Dinner, occasionally, was a child’s worst nightmare. While our friends were eating Kraft Macaroni and Cheese with Ball Park Franks, we were having Beef and Kidney Stew, long cooked with potatoes. Or we would watch our dad crack open a lamb shank that my mother had braised for hours and drink out the marrow with a satisfied slurp.  Snails crossed our plates, tripe, the crackling off a fresh leg of pork, eggs and bacon with bread fried in the grease, Brussels sprouts, turnips, rutabagas…all made an appearance, and while we ate them, simply cooked in my mother’s kitchen, with my granny sitting by her side preparing the veggies, we longed for the dinners our friends were eating.

We did this because we thought it would be better to fit in…to assimilate…to eat what they were eating meant we were one of them.  I remember sitting in terror and dread the first time my mom let me have a birthday sleep over and she served spaghetti and meat sauce…everyone loved it! I was so concerned because it wasn’t Ragu!!!

As the years have gone by, and I have explored many eating traditions and nutritional directives, I sometimes used my mother’s cooking as a “poor me” to fit in and explain myself better and why I was still searching.  People gasped at my stories of my mother buying beef hearts and having them ground by the local butcher or my grandmother buying cows gristles and ligaments and slow cooking them to release all the gelatin and collagen.  It was unheard of, it was unknown and it was unwanted. Surely McDonald’s was better.
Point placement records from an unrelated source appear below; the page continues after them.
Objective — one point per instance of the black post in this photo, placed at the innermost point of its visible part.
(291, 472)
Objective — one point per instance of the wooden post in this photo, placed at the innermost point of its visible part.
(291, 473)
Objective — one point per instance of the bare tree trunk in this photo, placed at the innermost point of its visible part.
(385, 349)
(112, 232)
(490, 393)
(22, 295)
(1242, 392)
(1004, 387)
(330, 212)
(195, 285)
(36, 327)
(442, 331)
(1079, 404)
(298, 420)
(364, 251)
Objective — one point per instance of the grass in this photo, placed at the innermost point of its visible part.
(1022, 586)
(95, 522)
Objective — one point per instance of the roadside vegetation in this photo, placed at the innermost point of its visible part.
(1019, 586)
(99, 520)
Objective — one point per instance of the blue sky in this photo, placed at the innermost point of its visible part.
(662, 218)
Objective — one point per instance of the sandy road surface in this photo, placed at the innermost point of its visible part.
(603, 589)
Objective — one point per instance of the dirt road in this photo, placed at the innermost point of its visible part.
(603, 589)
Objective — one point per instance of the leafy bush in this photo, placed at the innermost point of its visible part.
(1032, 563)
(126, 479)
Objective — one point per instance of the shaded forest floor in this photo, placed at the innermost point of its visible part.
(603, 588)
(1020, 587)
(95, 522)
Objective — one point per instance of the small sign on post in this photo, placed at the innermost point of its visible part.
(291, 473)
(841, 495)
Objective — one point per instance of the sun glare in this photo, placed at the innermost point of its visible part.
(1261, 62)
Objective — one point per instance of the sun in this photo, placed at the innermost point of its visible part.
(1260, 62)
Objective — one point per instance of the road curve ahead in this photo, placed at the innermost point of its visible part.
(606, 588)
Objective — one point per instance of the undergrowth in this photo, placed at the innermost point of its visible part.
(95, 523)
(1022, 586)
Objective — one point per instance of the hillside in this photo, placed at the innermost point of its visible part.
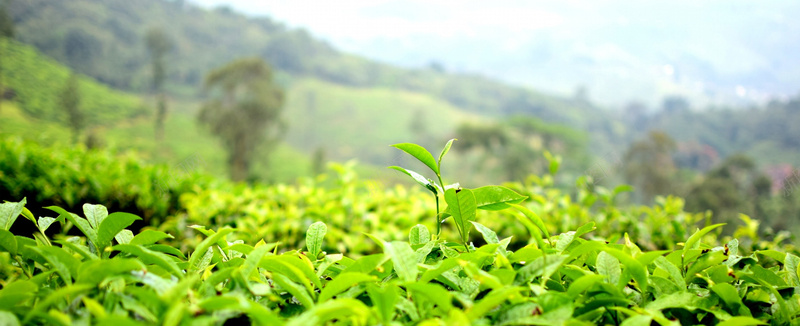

Now, sitting in my kitchen, with a pantry stocked full of home made, organic foods based almost entirely on Real Whole Foods recommended by Sally Fallon and the Weston A. Price Foundation, I realize that my mother was RIGHT–she fed us good, wholesome, nourishing, frugal, building, traditional foods! She set the building blocks for future health in every bite of liver and every piece of rye bread we ate!

I am lucky because my kids already know that what my friends grew up on is not good for them, and they love to eat the way we eat (though, they have yet to have a piece of tripe or a lamb shank!). Over the years, my mother stopped cooking traditional foods and became an excellent cook with a European flair.  She and my dad are in their golden years and are healthy and happy and travel extensively. They are concerned with health and wellbeing, but I do think I need to sit down with them and explain why kidneys need to be back on the menu!